O JPMorgan Chase anunciou uma mudança significativa em seu índice GBI-EM Global Diversified, reduzindo o limite de emissores de 10% para 9% a partir de 2026. Essa alteração visa desviar investimentos de grandes economias, como China e Índia, em direção a países menores. A decisão foi comunicada em um aviso ao cliente, conforme reportado pela Bloomberg News.
A implementação da nova regra ocorrerá ao longo do primeiro semestre de 2026, afetando grandes emissores de títulos, incluindo Indonésia, México e Malásia. Por outro lado, países como Tailândia, Polônia, África do Sul e Brasil se beneficiarão dessa mudança.
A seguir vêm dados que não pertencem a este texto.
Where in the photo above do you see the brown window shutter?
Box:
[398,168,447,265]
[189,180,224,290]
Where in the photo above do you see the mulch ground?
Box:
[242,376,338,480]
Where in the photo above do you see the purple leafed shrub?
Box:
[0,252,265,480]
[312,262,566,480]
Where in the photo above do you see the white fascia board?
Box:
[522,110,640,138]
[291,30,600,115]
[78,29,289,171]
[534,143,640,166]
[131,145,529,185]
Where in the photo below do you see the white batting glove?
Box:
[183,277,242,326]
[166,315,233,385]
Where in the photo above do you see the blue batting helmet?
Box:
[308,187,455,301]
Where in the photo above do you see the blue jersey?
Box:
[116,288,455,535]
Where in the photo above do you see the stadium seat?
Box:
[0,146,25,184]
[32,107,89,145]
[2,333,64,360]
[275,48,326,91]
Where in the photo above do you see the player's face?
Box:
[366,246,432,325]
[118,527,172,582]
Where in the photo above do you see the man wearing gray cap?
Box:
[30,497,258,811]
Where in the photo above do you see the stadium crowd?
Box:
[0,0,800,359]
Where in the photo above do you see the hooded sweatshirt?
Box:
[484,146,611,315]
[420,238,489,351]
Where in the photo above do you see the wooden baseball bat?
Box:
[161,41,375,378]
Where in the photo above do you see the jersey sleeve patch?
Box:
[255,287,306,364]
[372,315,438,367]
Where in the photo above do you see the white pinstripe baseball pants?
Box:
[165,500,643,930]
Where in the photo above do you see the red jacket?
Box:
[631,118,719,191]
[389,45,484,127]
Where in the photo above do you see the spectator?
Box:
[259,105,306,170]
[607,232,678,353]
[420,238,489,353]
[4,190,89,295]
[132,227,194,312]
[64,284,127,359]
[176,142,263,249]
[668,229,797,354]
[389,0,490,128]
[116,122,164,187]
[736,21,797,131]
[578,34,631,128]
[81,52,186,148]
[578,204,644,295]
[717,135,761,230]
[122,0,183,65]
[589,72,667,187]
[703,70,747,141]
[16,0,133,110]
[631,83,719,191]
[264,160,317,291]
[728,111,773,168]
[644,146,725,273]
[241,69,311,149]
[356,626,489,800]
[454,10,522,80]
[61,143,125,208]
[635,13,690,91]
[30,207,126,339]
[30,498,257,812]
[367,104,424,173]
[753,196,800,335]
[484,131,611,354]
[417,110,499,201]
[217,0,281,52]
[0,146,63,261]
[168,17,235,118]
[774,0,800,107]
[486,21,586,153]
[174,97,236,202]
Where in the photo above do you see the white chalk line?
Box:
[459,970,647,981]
O JPMorgan destacou que a redução do limite de diversificação proporcionará uma exposição regional mais equilibrada, diminuindo o risco de concentração e aumentando o rendimento do índice.
Os investidores demonstraram apoio à mudança, que busca uma diversificação mais eficaz. O banco também está avaliando outras possíveis reduções nos limites de países, conforme mencionado em sua comunicação. A Bloomberg News informou que o JPMorgan já havia solicitado feedback de seus clientes sobre essa alteração no início do ano.
Além disso, o banco colocou Arábia Saudita e Filipinas em observação para possível inclusão no índice, citando reformas de mercado implementadas por essas nações. Se incluídas, as ponderações estimadas seriam de 2% e 1%, respectivamente. O índice GBI-EM Global Diversified é uma referência crucial para a dívida de países em desenvolvimento, sendo seguido por fundos que administram mais de US$ 200 bilhões em ativos.